PrunusVulgaris · 02/01/2026 11:43

My ex tried to move his AP into our home with her 9yo kid. It was like something from Jeremy Kyle. I booted all three out and he moved in with her and her husband. Husband didn't agree they were having an affair but must have changed his mind shortly after as he left three months later and divorced her.

Men can do things that are totally beyond credible as they can sort of frame things in the way they wish them to be and seem shocked when you tell them to get to fuck.

It's like they never become fully adult as women do.

Playingvideogames · 02/01/2026 11:50

noidea69 · 02/01/2026 11:07

its the new 38 year old he's got that i dont get. What do women see if guys like that.

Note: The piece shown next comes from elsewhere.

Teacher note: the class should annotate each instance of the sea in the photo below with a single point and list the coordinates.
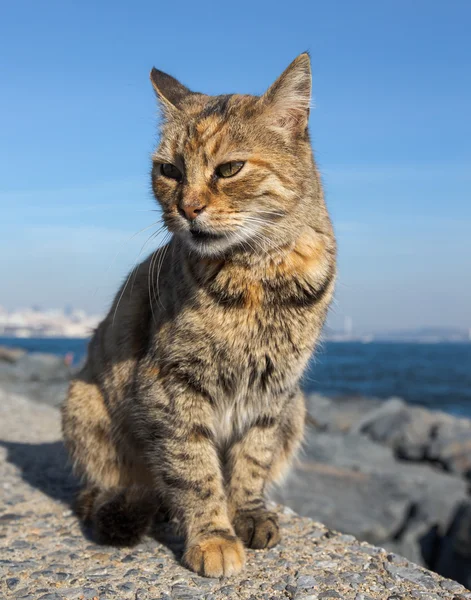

I often hear about how women who settle down later have had the time to be choosy and not ‘throw themself at the first man who looked their way’; but I think there’s a flip side and that is once you get to 38, 40 time runs out and some women will feel like they have to jump at the first man who is willing to get them pregnant.

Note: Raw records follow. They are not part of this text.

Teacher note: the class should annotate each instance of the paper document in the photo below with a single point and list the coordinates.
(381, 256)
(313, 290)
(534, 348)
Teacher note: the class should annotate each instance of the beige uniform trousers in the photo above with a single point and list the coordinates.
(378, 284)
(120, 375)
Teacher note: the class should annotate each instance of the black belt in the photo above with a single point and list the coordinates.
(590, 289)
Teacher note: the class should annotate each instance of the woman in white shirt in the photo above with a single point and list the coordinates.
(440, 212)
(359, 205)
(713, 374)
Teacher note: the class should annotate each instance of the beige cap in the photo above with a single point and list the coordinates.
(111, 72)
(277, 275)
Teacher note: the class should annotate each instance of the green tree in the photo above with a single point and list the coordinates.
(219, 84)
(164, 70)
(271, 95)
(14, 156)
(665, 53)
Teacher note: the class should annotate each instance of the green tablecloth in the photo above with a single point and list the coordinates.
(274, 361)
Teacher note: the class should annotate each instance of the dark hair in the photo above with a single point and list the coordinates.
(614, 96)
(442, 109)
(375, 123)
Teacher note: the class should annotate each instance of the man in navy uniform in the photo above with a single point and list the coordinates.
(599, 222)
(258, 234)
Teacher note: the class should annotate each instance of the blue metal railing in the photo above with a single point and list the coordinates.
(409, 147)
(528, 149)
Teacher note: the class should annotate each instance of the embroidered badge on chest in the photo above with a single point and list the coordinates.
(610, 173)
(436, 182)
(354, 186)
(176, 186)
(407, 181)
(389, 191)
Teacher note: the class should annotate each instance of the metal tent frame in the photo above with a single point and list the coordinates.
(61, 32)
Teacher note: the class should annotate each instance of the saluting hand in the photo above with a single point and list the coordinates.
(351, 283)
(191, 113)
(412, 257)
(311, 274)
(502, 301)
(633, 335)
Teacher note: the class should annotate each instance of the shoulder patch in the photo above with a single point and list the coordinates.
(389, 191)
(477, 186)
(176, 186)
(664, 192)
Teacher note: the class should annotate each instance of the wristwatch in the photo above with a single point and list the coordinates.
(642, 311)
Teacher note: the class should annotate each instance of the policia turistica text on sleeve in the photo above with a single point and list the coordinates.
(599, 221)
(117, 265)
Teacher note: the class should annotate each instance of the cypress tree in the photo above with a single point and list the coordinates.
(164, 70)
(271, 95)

I absolutely agree re toxic ‘feminist’ men. They get all the praise and attention for their empty virtue signalling while acting in an appalling manner, ‘but I can’t be a misogynist as I believe sex work should be legal’

OP posts:
Playingvideogames · 02/01/2026 11:50

PrunusVulgaris · 02/01/2026 11:43

My ex tried to move his AP into our home with her 9yo kid. It was like something from Jeremy Kyle. I booted all three out and he moved in with her and her husband. Husband didn't agree they were having an affair but must have changed his mind shortly after as he left three months later and divorced her.

Men can do things that are totally beyond credible as they can sort of frame things in the way they wish them to be and seem shocked when you tell them to get to fuck.

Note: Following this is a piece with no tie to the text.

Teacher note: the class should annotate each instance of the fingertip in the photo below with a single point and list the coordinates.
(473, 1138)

It's like they never become fully adult as women do.

Good God, the nerve of it! You sound totally shot of him. Who the fuck do they think they are?!

OP posts:
EarthSight · 02/01/2026 11:54

There's a difference between who we aspire to be vs who we actually are, deep down. You can see that difference plainly here.

I find a lot of Left wing people are like this, especially left wing men. They're pious, sanctimonious people with big mouths who virtue signal when they can, but when it comes to a real test of personal conduct, they fail because politics don't come above their penis.

I really don't like the get-back-to-the-kitchen men that are so common on the Right, but the 'sex positive', trans-women-are-women types aren't on women's side either.

worstnotholiday · 02/01/2026 12:06

I’m sorry for how many men are shit. My dh sort of smiled and agreed in theory with my feminist raves, until our eldest was 10 when the male abuse started for her. It shocked him. And as most women know it escalates. And once you start to see it, you can’t ignore it. He’s since raged against how disruptive boys are allowed to be in school, how much more resources they get for local sports, how men treat his daughters as meat, how they are not safe even in scenarios where they absolutely should be ( school/ the gym/ part time work). He’s furious with the laden misogyny of the world . And more so because until it was his daughters impacted HE didn’t see it or call it out. Even the “good” ones are walking around impervious and ignorant to it.

Illegally18 · 02/01/2026 12:06

daisychain01 · 02/01/2026 07:49

The lack of critical thinking here is unbelievable.

indeed!

lifeonmars100 · 02/01/2026 12:08

It's just so depressing and yet mundane in its predictability. The ones who behave in this way never even do anything original, it is always the much younger gf and then the new baby which they then prioritise over their exisiting children. Of course not all men are like this, but far too many of them are.